One of the fastest developing technologies in the past decade, 3D printing has seemingly turned science fiction into reality, making most any object “appear” by generating successive layers of material to build it three dimensionally. Used mainly for prototypes in the engineering and automotive fields at its inception, the technology has been rapidly embraced—among both manufacturers and consumers—for countless applications across a wide range of fields. Examples? On the creative end, 3D pens for artists and cutting-edge fashion designs. More controversial, guns and vaginas.

Focusing instead on the more practical is the medical field. The past several years have given the world some amazing examples of how 3D printing—also known as additive manufacturing (AM)—is being utilized in surgical procedures. Everything from skull and hip replacements to robotic arms. Even an expandable windpipe for a toddler.


Recently, two major breakthroughs in spinal surgery took place in China. In both, the world’s first 3D-printed vertebrae were successfully implanted. The more recent of the two took place just last month at the orthopedic hospital of Zhejiang University School of Medicine in Hangzhou, China.
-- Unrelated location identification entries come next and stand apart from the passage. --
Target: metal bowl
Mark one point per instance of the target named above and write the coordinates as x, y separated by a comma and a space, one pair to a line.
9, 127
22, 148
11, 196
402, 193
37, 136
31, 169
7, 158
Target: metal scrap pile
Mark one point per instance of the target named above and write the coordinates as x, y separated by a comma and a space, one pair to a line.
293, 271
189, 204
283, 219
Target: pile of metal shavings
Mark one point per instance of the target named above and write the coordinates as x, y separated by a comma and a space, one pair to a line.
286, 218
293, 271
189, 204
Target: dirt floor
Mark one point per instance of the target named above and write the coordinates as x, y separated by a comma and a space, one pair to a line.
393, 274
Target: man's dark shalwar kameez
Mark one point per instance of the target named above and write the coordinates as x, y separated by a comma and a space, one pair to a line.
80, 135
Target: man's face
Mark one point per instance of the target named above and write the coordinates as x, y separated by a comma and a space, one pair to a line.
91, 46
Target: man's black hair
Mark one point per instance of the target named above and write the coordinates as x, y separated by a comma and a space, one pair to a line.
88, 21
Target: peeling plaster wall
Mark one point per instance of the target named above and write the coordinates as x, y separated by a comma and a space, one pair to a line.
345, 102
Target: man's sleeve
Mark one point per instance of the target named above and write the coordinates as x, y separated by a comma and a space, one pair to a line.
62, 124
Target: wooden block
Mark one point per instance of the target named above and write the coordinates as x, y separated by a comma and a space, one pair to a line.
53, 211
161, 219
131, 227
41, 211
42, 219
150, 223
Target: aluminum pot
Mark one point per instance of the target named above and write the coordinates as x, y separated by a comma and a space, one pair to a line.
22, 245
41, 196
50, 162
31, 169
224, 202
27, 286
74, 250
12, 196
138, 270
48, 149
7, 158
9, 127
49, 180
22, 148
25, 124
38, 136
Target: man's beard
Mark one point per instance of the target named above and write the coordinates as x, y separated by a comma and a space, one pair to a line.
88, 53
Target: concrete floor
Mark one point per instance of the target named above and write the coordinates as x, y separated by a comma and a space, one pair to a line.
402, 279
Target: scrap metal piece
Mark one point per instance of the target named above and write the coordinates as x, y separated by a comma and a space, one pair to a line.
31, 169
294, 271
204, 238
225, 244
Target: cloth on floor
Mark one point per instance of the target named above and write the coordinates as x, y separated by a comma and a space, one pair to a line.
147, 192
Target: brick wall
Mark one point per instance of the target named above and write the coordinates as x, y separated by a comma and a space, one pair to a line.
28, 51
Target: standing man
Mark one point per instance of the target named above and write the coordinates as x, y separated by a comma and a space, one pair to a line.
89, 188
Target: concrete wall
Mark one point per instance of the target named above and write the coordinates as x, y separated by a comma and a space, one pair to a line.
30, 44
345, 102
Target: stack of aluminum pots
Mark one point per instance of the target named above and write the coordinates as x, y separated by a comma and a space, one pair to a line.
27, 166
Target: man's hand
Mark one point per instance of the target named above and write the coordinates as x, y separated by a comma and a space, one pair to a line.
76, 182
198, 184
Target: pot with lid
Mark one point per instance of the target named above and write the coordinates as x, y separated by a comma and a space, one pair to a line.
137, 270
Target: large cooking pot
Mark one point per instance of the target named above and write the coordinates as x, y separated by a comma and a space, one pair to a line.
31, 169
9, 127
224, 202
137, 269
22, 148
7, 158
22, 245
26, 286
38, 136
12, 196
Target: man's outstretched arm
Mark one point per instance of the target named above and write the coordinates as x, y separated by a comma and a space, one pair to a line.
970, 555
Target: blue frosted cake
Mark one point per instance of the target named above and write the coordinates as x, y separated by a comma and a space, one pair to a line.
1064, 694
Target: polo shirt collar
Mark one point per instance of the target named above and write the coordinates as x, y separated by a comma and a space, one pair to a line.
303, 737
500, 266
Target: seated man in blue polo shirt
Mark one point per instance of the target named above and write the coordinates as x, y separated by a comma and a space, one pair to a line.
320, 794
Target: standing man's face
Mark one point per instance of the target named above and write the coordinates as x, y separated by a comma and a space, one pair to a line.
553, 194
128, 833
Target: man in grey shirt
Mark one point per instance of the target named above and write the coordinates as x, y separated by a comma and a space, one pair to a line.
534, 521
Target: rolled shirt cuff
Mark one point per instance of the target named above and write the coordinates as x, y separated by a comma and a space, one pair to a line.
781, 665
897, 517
The patient, 21-year-old Wang Lin, had been suffering from chronic chest and back pain when doctors at the hospital discovered the cause for this to be a severely damaged and inflamed thoracic vertebrae—the result of a tumor that had grown directly on her spine.

The traditional procedure for removing tumors on the spine and then recasting vertebrae is incredibly time consuming and often results in other complications as well as long recovery times. The tricky process of casting, filing, and polishing vertebrae implants is understandably challenging, and often requires numerous attempts by surgeons to achieve even a “near enough perfect” fit. In addition, a large portion of the success of the procedure depends on surgeons’ spatial recognition skill when reading the X-rays and CT scans to create the actual implant based on those 2D images.

This is where 3D-printing technology plays its crucial role. Ms. Lin’s implants were based on a virtual 3D model of the patient’s spine, which itself was based on a combination of X-ray, MRI, and CT scans.

Using this model, titanium vertebrae were fabricated using a laser sintering process, which is a more specialized type of 3D printing. They were then implanted in the cavities created by removal of the tumor as well as the damaged portions of the vertebrae, while perfectly lining up with the rest of her spine.

“Medical titanium is non-toxic, lightweight, and has a high biological compatibility, and is therefore perfect for human implants and ideal for the vertebrae that need to be durable yet moveable,” one of the doctors explained.

The end result? Significantly reduced surgery time, a perfectly fitted implant, and a quickly recovering patient.

What other breakthroughs does the future hold for 3D printing in the medical field? Well, research has already begun on printed organs, arteries, and stem cells. And, most likely, even “newer, faster, and stronger” vaginas.